Thank you to the faculty and administration for this honor and for recognizing that the hard and unglamorous work of social justice is worthy of an honorary degree. Graduates and families, thank you for letting me join your celebration.
I asked a few college students what they would like to hear from someone like me and they said I should be authentic, funny, hopeful, and brief. I can’t be both authentic and funny so I’ve chosen authentic, but I can be hopeful and brief.
Graduates, there are so many ways that you are light years ahead of where I was when I sat in your seat. I suspect, for example, that you understand privilege, bias and inequity in a way that I only began to understand after college.
I went to college when we didn’t even have phones in our dorm rooms, let alone computers, AI, or smart phones. It wasn’t all bad, though. Back then we still had very progressive income and corporate tax rates, and wealthy people and corporations paid more of their share of taxes. The top tax rates back then were almost double what they are today.
Our government policies since then have made life easier for the rich – but much harder for people living in poverty. Wages for low-income Americans haven’t kept pace with rising costs. When I started college, someone making the federal minimum wage spent half their salary on rent. Today, that same person would have to work three full-time jobs to make half of the average rent.
I promise this isn’t an economics lecture.
But, thinking about how the world was different back then is a good reminder that what the world looks like today is a choice. The extreme income and opportunity gap in this country is a result of conscious decisions made over the past 50 years. And because it is a choice – you can choose to change it.
As you venture out into the world, I hope you will choose to fix some of the problems that plague our country – and that my reflections today are valuable as you navigate the next few years.
First, don’t feel the need to rush into a career. Give yourself time. Literally. As you know too well, this is a difficult moment to try to start a career. Yes, you have to pay those bills! But there is no rush to make a life plan when you are still in your early 20s.
Second, continue to learn by asking questions.
Be curious about yourself. What facts do you accept and what assertions do you question?
Be curious about others. What makes it possible for someone to hold a view so different from your own? How has their life, their family, their community been different from yours?
Be curious also about systems and structures.
There is a saying – it doesn’t help to teach a person to swim if they are in the middle of a stormy sea. First, you must calm the waves.
For the children and families I work with, the stormy sea includes poverty, racism and intergenerational trauma.
In my community – and in the neighborhoods near Swarthmore – there are thousands of children who will have their lives shortened by poverty and racism. Across the country, tens of thousands will die sooner because of our country’s policies on food, guns and health care.
It doesn’t have to be this way.
Hundreds of thousands have already died because of our foreign policy – from our support of violence to our withdrawal of health aid.
We don’t have to accept this.
The times we are in are unusual. They will not last. How we emerge and what the future looks like is up to you. My first piece of wisdom is to continue to ask questions – about yourself, about others and about the structures that shape us.

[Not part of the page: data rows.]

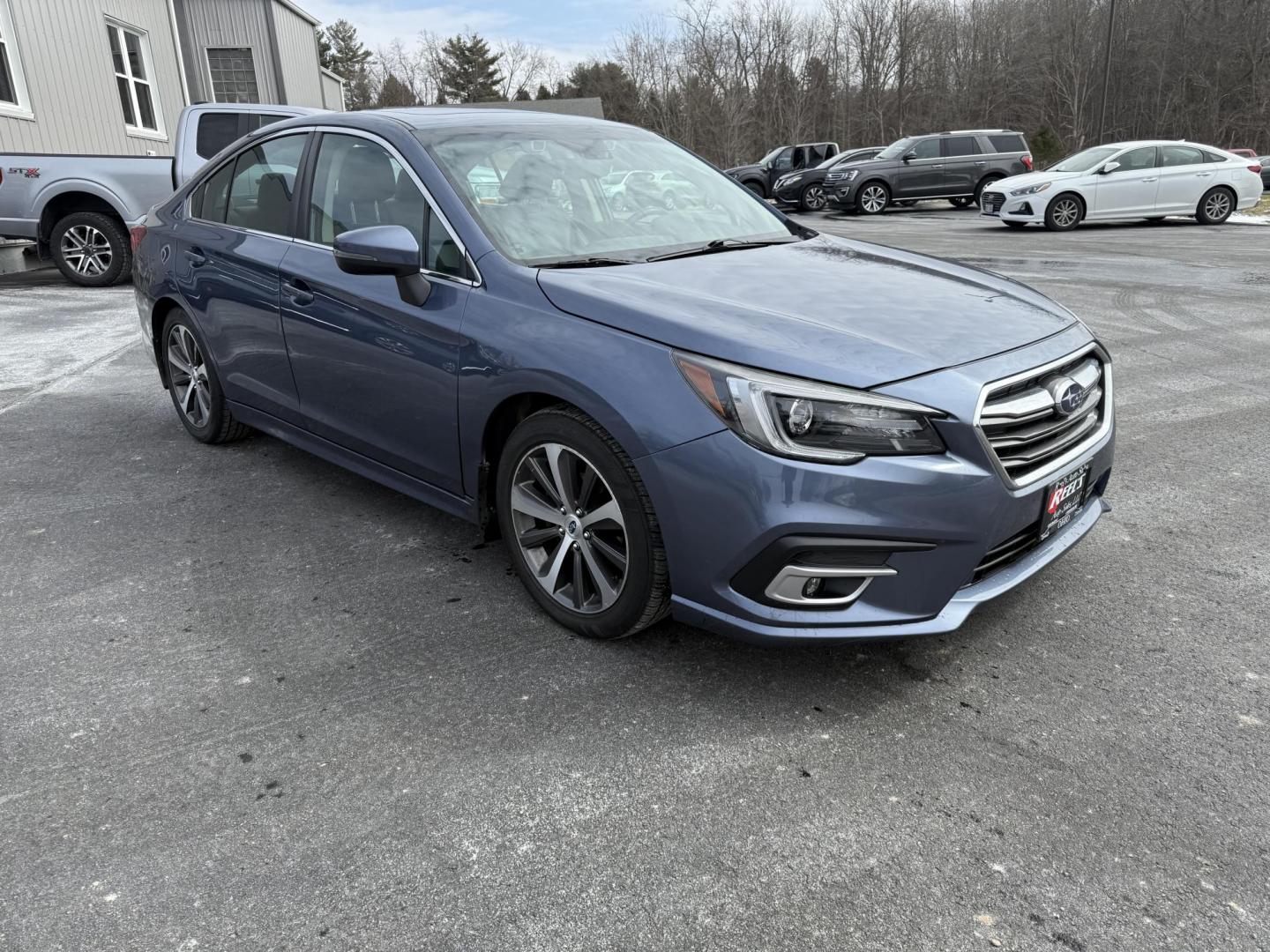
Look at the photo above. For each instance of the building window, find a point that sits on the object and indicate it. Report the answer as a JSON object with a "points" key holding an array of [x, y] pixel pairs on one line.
{"points": [[233, 71], [130, 51], [13, 89]]}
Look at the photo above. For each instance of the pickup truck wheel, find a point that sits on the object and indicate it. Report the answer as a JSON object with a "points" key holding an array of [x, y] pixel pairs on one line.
{"points": [[195, 387], [92, 249]]}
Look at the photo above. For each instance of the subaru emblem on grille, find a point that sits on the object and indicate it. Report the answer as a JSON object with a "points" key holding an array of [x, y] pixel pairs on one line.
{"points": [[1068, 395]]}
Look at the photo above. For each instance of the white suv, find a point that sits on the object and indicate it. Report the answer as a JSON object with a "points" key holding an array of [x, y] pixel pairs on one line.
{"points": [[1148, 179]]}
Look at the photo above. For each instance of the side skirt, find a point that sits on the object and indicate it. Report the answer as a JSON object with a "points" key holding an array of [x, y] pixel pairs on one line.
{"points": [[362, 465]]}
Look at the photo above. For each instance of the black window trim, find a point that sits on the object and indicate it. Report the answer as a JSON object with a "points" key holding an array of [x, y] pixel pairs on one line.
{"points": [[305, 185], [295, 206]]}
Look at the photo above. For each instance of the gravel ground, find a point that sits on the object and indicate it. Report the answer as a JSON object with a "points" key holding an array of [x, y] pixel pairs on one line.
{"points": [[251, 701]]}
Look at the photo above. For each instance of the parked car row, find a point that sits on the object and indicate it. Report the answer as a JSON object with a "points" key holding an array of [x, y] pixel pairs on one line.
{"points": [[992, 169]]}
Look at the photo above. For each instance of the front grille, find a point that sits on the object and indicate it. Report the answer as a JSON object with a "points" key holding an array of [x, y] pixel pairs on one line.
{"points": [[1032, 432], [1006, 553]]}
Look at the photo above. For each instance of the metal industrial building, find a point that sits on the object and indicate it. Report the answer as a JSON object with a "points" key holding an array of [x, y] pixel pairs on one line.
{"points": [[111, 77]]}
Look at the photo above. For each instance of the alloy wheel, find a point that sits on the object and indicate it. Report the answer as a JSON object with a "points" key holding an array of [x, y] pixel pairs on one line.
{"points": [[1067, 212], [873, 199], [86, 250], [569, 528], [1217, 206], [187, 374]]}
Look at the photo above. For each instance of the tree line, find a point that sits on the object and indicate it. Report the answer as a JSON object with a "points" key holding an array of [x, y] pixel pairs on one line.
{"points": [[730, 79]]}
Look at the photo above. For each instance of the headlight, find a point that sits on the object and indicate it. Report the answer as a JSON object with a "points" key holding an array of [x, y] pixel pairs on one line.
{"points": [[1030, 190], [808, 420], [842, 175]]}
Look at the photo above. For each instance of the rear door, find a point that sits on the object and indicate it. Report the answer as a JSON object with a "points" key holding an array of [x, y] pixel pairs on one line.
{"points": [[376, 375], [239, 227], [1185, 175], [923, 175], [963, 165], [1132, 188]]}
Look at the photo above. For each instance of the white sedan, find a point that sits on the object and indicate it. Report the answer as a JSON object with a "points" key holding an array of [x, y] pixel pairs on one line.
{"points": [[1147, 179]]}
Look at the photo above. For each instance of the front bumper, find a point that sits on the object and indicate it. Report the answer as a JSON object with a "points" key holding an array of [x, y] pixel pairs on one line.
{"points": [[723, 502], [1022, 208]]}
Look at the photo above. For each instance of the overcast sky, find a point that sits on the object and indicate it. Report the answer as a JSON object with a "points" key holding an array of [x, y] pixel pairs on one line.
{"points": [[571, 29]]}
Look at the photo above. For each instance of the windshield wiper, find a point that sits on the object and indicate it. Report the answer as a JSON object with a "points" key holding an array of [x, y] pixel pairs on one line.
{"points": [[721, 245], [594, 262]]}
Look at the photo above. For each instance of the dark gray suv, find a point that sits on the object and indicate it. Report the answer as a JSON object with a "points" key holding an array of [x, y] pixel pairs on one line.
{"points": [[952, 165]]}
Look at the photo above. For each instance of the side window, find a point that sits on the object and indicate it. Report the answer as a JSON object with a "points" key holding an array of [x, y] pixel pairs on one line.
{"points": [[357, 184], [926, 149], [957, 146], [263, 185], [211, 199], [1180, 155], [1137, 160], [1007, 144], [215, 132]]}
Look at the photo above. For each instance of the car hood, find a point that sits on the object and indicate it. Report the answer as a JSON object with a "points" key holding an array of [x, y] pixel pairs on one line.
{"points": [[1035, 178], [826, 309]]}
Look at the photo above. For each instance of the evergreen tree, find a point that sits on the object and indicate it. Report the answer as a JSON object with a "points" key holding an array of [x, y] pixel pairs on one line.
{"points": [[469, 70], [394, 93], [344, 55]]}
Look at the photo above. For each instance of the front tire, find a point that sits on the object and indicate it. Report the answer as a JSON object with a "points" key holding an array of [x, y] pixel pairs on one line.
{"points": [[1064, 212], [1215, 207], [580, 527], [92, 249], [873, 198], [195, 387], [813, 198]]}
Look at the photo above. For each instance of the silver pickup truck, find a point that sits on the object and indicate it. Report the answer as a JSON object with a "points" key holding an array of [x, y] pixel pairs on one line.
{"points": [[79, 208]]}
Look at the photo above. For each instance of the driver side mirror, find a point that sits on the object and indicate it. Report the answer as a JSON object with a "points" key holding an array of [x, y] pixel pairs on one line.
{"points": [[385, 249]]}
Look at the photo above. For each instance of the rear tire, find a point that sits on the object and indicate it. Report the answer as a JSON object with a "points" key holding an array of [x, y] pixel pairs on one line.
{"points": [[1064, 212], [193, 385], [1215, 206], [557, 556], [873, 198], [92, 249]]}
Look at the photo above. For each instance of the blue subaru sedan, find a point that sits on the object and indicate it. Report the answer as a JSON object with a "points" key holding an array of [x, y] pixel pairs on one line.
{"points": [[690, 406]]}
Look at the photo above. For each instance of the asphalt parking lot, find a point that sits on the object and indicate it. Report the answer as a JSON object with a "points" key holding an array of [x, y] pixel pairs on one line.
{"points": [[253, 701]]}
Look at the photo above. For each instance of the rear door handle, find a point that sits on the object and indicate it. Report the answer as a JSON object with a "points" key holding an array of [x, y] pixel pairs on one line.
{"points": [[297, 291]]}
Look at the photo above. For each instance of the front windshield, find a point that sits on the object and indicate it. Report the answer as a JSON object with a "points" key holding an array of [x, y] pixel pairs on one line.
{"points": [[556, 197], [1086, 160], [897, 149]]}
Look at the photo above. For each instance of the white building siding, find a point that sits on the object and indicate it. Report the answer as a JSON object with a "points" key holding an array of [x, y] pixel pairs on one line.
{"points": [[70, 77], [297, 56]]}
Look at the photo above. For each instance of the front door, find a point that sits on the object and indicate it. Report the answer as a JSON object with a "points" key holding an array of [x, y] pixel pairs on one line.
{"points": [[228, 253], [923, 175], [376, 375], [1132, 188]]}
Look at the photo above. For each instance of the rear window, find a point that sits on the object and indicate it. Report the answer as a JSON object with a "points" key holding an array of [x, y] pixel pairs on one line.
{"points": [[1012, 143], [960, 145], [215, 132]]}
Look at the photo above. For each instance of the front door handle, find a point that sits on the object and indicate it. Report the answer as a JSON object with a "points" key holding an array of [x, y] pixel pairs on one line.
{"points": [[297, 291]]}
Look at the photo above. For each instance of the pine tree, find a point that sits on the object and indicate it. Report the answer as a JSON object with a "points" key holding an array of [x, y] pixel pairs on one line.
{"points": [[344, 55], [467, 70], [394, 93]]}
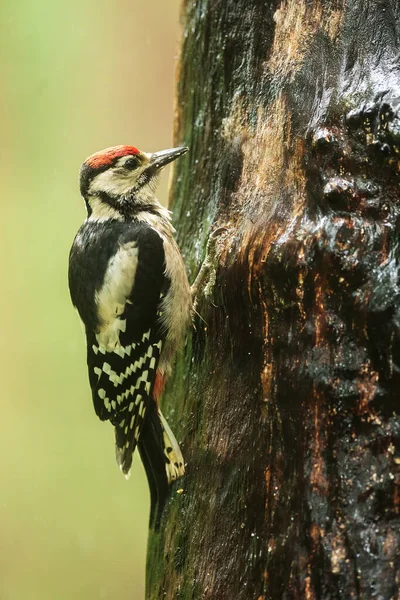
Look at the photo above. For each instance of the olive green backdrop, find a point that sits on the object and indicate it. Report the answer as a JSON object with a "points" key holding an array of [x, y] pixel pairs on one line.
{"points": [[75, 77]]}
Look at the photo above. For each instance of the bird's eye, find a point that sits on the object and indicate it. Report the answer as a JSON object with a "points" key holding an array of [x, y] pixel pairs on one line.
{"points": [[131, 163]]}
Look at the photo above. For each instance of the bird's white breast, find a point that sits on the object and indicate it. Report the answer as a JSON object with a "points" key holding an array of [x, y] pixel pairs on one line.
{"points": [[113, 295]]}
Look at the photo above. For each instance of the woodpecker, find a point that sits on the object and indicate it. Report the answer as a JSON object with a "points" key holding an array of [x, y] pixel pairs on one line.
{"points": [[129, 285]]}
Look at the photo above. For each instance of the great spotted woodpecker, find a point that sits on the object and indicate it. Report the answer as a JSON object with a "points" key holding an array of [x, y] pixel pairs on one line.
{"points": [[128, 282]]}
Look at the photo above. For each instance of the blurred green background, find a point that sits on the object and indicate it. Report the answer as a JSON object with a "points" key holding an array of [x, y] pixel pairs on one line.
{"points": [[75, 77]]}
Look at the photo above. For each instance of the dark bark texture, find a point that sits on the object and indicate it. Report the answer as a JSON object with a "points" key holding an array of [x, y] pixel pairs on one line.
{"points": [[286, 397]]}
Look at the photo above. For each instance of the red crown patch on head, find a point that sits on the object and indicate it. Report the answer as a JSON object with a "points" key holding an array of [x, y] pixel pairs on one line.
{"points": [[107, 156]]}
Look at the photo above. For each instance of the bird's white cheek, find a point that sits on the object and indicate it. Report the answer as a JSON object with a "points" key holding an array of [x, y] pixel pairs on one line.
{"points": [[113, 183]]}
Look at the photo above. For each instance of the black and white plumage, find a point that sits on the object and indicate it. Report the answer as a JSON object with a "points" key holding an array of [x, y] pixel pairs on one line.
{"points": [[128, 282]]}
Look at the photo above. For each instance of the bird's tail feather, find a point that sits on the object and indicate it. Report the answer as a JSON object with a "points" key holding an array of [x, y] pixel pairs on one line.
{"points": [[162, 460]]}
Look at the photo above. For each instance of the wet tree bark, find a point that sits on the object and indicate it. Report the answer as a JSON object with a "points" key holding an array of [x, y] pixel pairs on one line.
{"points": [[286, 397]]}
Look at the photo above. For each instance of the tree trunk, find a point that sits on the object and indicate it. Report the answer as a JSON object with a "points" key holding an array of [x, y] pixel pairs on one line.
{"points": [[286, 397]]}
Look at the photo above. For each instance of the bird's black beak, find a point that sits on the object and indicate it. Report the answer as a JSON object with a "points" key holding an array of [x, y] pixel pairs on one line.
{"points": [[158, 160]]}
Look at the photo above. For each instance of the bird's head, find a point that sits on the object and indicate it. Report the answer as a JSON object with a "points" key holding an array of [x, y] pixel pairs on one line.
{"points": [[122, 179]]}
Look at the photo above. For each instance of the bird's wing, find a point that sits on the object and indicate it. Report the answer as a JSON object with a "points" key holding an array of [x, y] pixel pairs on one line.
{"points": [[123, 354]]}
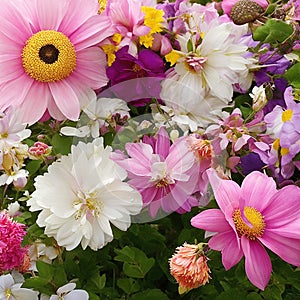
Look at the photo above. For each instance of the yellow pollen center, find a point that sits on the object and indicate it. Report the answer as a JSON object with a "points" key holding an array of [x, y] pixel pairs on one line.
{"points": [[49, 56], [287, 115], [251, 224]]}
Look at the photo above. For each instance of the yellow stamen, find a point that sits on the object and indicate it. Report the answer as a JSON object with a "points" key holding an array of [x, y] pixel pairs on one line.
{"points": [[49, 56], [287, 115], [251, 224]]}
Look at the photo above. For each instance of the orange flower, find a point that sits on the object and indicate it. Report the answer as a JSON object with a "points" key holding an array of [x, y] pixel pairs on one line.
{"points": [[188, 266]]}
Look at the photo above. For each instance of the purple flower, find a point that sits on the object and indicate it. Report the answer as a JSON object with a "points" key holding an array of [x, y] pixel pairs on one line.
{"points": [[135, 78]]}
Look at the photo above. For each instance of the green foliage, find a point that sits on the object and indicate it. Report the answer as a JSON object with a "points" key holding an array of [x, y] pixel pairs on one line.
{"points": [[273, 32]]}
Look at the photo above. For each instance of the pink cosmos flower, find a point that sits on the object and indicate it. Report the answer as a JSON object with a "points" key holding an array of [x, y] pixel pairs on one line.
{"points": [[250, 217], [49, 58], [161, 173], [11, 236]]}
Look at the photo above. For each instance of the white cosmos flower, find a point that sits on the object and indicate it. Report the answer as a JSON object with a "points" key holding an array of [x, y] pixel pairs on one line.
{"points": [[68, 292], [210, 63], [9, 290], [99, 112], [81, 194]]}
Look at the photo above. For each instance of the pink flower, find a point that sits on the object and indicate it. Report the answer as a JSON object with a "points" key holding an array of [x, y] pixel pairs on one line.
{"points": [[228, 4], [11, 236], [189, 267], [250, 217], [39, 150], [161, 173], [52, 62]]}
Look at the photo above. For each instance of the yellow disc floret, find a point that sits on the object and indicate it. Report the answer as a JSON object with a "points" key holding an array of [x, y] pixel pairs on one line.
{"points": [[49, 56], [251, 224]]}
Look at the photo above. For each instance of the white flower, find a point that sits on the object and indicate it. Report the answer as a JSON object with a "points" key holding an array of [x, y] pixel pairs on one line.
{"points": [[67, 292], [9, 290], [211, 62], [100, 112], [81, 194], [259, 97], [12, 128]]}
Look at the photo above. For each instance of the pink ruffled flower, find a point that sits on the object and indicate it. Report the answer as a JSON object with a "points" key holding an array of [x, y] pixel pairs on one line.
{"points": [[161, 173], [250, 217], [11, 236], [189, 267], [52, 63]]}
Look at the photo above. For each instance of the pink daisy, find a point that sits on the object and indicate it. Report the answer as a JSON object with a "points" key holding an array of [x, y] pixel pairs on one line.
{"points": [[250, 217], [11, 236], [49, 61]]}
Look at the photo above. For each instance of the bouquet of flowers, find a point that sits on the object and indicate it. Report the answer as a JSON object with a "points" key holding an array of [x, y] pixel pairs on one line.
{"points": [[149, 150]]}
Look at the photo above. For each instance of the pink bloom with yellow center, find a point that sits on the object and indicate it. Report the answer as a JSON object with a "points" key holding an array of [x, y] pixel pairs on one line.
{"points": [[250, 217], [49, 58], [189, 267], [11, 236]]}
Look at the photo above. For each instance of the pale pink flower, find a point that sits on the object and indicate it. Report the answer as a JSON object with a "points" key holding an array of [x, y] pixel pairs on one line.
{"points": [[160, 172], [189, 267], [11, 236], [52, 63], [250, 217]]}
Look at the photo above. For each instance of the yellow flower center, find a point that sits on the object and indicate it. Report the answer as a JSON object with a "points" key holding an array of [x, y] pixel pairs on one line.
{"points": [[49, 56], [287, 115], [251, 224]]}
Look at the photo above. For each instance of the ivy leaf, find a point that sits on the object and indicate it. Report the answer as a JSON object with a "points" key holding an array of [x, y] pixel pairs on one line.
{"points": [[150, 295], [273, 32]]}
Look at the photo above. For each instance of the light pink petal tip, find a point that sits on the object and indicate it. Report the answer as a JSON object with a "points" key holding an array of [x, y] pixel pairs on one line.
{"points": [[227, 192], [255, 186], [257, 263]]}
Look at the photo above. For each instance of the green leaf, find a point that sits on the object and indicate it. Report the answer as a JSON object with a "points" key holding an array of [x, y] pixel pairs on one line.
{"points": [[39, 284], [292, 75], [61, 144], [128, 285], [136, 263], [150, 295], [273, 32], [96, 283], [45, 270], [33, 166]]}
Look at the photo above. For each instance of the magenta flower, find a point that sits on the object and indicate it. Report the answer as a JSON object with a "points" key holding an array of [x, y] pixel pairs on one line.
{"points": [[161, 173], [250, 217], [11, 236], [49, 56]]}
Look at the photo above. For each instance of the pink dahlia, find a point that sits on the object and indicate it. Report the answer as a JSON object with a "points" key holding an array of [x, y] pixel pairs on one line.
{"points": [[49, 58], [250, 217], [189, 267], [164, 174], [11, 236]]}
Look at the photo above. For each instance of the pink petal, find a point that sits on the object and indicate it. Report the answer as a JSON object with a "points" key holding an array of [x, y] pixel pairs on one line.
{"points": [[255, 186], [35, 103], [92, 32], [284, 207], [227, 192], [142, 153], [286, 248], [90, 67], [48, 16], [78, 12], [14, 92], [229, 245], [65, 99], [211, 220], [10, 69], [257, 263], [162, 145]]}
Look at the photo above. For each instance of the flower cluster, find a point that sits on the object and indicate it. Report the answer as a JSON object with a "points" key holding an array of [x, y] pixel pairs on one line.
{"points": [[180, 116]]}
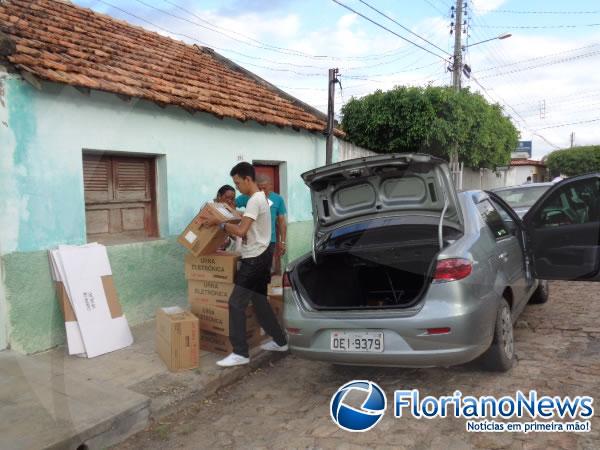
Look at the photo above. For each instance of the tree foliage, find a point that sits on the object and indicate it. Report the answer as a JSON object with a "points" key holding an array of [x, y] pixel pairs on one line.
{"points": [[432, 120], [574, 161]]}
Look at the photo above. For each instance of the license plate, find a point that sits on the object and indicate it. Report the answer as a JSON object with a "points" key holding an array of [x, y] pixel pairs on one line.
{"points": [[357, 341]]}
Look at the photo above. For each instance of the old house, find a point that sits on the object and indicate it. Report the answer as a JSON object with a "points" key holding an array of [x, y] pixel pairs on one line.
{"points": [[112, 133]]}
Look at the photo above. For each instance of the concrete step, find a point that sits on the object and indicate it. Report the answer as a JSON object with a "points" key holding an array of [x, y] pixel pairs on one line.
{"points": [[43, 406]]}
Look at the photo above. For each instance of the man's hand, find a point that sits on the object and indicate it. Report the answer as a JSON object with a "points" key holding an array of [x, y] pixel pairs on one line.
{"points": [[280, 248], [208, 221]]}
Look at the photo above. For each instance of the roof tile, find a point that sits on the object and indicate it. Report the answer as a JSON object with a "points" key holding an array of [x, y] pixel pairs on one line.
{"points": [[64, 43]]}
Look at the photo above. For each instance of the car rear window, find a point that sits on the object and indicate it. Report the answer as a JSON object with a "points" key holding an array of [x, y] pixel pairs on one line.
{"points": [[492, 219], [409, 188], [522, 197]]}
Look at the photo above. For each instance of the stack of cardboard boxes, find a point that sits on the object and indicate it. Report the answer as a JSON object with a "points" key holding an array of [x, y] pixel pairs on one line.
{"points": [[210, 274], [275, 296], [210, 283]]}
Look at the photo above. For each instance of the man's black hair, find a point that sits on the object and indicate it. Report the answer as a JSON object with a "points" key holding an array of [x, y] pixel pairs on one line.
{"points": [[243, 170], [224, 189]]}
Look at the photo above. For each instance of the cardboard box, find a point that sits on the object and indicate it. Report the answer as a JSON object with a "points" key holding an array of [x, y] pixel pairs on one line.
{"points": [[277, 305], [203, 240], [215, 318], [177, 338], [275, 291], [209, 291], [217, 343], [87, 294], [216, 267], [111, 298]]}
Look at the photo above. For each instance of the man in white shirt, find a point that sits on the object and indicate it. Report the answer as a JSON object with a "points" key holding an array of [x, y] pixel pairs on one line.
{"points": [[254, 273]]}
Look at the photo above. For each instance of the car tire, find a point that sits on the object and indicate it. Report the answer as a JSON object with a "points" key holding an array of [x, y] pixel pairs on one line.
{"points": [[541, 294], [500, 357]]}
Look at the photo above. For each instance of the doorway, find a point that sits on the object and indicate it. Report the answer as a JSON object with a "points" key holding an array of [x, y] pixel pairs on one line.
{"points": [[271, 171]]}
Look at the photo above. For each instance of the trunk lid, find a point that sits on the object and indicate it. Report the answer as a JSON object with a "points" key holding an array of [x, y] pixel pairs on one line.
{"points": [[380, 186]]}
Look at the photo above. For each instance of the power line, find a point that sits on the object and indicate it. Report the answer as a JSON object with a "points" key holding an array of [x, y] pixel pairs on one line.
{"points": [[536, 27], [549, 63], [536, 58], [403, 27], [524, 122], [435, 7], [387, 29], [259, 44], [569, 124], [284, 50], [513, 11]]}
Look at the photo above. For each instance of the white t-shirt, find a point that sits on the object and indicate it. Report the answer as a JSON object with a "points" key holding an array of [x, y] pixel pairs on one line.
{"points": [[258, 236]]}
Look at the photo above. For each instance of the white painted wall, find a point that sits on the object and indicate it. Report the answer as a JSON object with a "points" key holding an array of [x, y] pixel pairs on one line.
{"points": [[518, 175], [41, 176]]}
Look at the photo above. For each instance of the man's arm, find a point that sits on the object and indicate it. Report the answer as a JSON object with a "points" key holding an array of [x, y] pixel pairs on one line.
{"points": [[240, 229], [282, 232]]}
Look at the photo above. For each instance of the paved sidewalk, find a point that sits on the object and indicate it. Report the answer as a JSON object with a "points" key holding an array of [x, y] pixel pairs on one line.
{"points": [[52, 400]]}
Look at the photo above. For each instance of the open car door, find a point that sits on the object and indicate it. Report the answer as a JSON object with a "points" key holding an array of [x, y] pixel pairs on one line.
{"points": [[563, 230]]}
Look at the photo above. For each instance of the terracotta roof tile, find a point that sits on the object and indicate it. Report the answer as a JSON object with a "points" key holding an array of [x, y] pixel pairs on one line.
{"points": [[61, 42], [526, 162]]}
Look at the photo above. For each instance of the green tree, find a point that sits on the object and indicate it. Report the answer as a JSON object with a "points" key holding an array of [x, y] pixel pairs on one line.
{"points": [[574, 161], [432, 120]]}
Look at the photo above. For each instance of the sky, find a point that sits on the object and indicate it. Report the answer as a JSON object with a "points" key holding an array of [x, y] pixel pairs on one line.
{"points": [[545, 75]]}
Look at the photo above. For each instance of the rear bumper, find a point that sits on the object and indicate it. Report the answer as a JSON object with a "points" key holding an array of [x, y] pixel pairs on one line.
{"points": [[411, 358], [406, 342]]}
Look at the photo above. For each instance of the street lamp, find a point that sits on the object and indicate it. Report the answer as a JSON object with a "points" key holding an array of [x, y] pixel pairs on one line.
{"points": [[465, 68], [502, 36]]}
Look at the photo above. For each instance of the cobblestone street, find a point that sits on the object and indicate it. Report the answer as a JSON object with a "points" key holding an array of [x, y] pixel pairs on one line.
{"points": [[287, 405]]}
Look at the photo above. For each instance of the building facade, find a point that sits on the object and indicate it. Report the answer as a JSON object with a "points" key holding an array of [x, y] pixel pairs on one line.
{"points": [[85, 157]]}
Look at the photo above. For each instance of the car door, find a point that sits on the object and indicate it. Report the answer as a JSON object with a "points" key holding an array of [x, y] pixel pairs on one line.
{"points": [[563, 230], [379, 186], [508, 253]]}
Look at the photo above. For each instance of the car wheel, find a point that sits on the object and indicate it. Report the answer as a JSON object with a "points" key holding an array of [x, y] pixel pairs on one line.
{"points": [[541, 294], [500, 357]]}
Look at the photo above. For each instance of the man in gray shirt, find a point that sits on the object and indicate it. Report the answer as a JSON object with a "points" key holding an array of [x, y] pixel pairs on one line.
{"points": [[255, 270]]}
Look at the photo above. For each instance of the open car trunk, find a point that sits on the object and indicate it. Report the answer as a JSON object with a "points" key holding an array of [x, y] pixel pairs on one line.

But my other piece of advice may seem at odds with the humility that questioning requires.
You are in a better position today to fight for change, to insist on change, and to build a new world than you will be at any other time in your life. But to do that you need to have confidence in your beliefs, a certainty which can compete with being curious. A willingness not to let perfect be the enemy of the good.
I hope you recognize the power of being someone just out of college. Of not yet having become part of “the system” and with no need to defend the status quo. You are at the dawn of your adult lives; you have a Swarthmore degree and the tools and the time to both think and act.
A group of alumni and students asked me to address conflict happening at Swarthmore today. I am not currently a part of your community, and it would be hubris for me to interject myself there.
But I had already planned to talk about balancing action and inquiry. And that is relevant to their concerns.
We live in a world full of injustice. It is impossible to be a consumer without contributing to our inequitable economy. Which of the many injustices in the world will you fight for and which will you quietly benefit from? Isn’t that a question for all of us?
My Swarthmore education helped me to identify that learning comes from asking questions but also that change requires action. Since I graduated almost 40 years ago, I have spent a lifetime trying to figure out when to pause and ask questions and when to charge forward. I hope you, too, will struggle with this, but I am confident that if you choose to do so, you will succeed in making a difference.
To me that is hopeful.
Congratulations and take today to fully enjoy the fruits of your labors.